# Duvel Cycle Jersey



## dhd.evans (8 Oct 2013)

Wanted; to fit chest 42". Willing to discuss remuneration of significant proportions


----------



## User169 (8 Oct 2013)

Have you tried ordering one from Vermarc's US site?


----------



## dhd.evans (8 Oct 2013)

I've been scouring the net, but nothing comes in under 90-odd quid. Hoping someone has one lying around that might be too small for them now...


----------



## Koga (8 Oct 2013)

a beer fit for kings !


----------



## Dayvo (8 Oct 2013)

This is all I could find, so far:

http://www.beergiftsbelgium.be/en/duvel/sports-wear/duvel-wielertrui-lange-mouwen.html


----------



## User169 (8 Oct 2013)

Dayvo said:


> This is all I could find, so far:
> 
> http://www.beergiftsbelgium.be/en/duvel/sports-wear/duvel-wielertrui-lange-mouwen.html


 
I think @threebikesmcginty had some difficulties ordering from that website. The stuff he ordered didn't turn up and they wouldn't return his e-mails!!


----------



## Dayvo (8 Oct 2013)

Delftse Post said:


> I think @threebikesmcginty had some difficulties ordering from that website. The stuff he ordered didn't turn up and they wouldn't return his e-mails!!

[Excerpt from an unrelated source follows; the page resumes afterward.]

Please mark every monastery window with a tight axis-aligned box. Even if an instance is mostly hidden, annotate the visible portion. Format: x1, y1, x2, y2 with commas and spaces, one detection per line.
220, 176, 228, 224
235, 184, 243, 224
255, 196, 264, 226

Good enough reason for me to boycott them, then: beer an' all.


----------



## User169 (8 Oct 2013)

Dayvo said:


> Good enough reason for me to boycott them, then: beer an' all.


 
Steady on - that's a bit extreme!!


----------



## threebikesmcginty (8 Oct 2013)

Delftse Post said:


> I think @threebikesmcginty had some difficulties ordering from that website. The stuff he ordered didn't turn up and they wouldn't return his e-mails!!




Yeah, rip-off bas's.

I've got the long-sleeve version of the jersey in the OP, got it from a bike shop on ebay.


----------



## dhd.evans (8 Oct 2013)

@threebikesmcginty - did you pay over the odds for it?


----------



## threebikesmcginty (9 Oct 2013)

dhd.evans said:


> @threebikesmcginty - did you pay over the odds for it?



No, it was really reasonable, while ago though so I don't think I'd have the details available now, but at a guess twenty something quid.


----------



## dhd.evans (4 Sep 2019)

Only took 6 years, but got one.

https://voguecycling.com/products/duvel-cycling-jersey


----------